Having closed last week with a downward movement, prices of ex-Australia iron ore with 62 percent Fe content for delivery to China’s Qingdao port have increased by $1.26/mt on the first working day of the current week to $98.36-99.45/mt CFR China.
On May 27, Vale stated that its iron ore mine in Soco may collapse at any moment and this situation contributed to the concerns regarding tightness of iron ore supplies in the global market. Therefore, iron ore prices increased sharply in the first day of the week. In the rest of the week, the prices moved downwards.

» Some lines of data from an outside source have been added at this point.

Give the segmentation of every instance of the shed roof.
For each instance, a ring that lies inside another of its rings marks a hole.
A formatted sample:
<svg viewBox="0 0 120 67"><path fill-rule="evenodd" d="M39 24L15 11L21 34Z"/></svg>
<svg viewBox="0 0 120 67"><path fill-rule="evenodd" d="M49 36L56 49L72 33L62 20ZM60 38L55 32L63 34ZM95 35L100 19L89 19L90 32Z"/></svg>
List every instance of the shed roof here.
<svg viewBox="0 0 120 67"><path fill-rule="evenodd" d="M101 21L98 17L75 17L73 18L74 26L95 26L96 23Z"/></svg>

Reuters has quoted Helen Lau, metals and mining analyst at Argonaut Securities in Hong Kong, as saying that a contraction in steel sales volume and new orders in May points to a poor steel demand outlook. China’s factory activity shrank more than expected last month, an official survey showed on Friday, heaping pressure on Beijing to roll out more stimulus to support an economy hit by a bruising trade war with the United States.
Lau stated that China’s steel Purchasing Managers’ Index slipped to the contraction zone along with China’s official manufacturing PMI, sharing her expectation that steel companies’ profitability would quickly deteriorate going forward. Meanwhile, commodity strategists at ANZ said in a note that the likelihood of supply-side issues persisting longer than expected are building in the iron ore market, noted Reuters.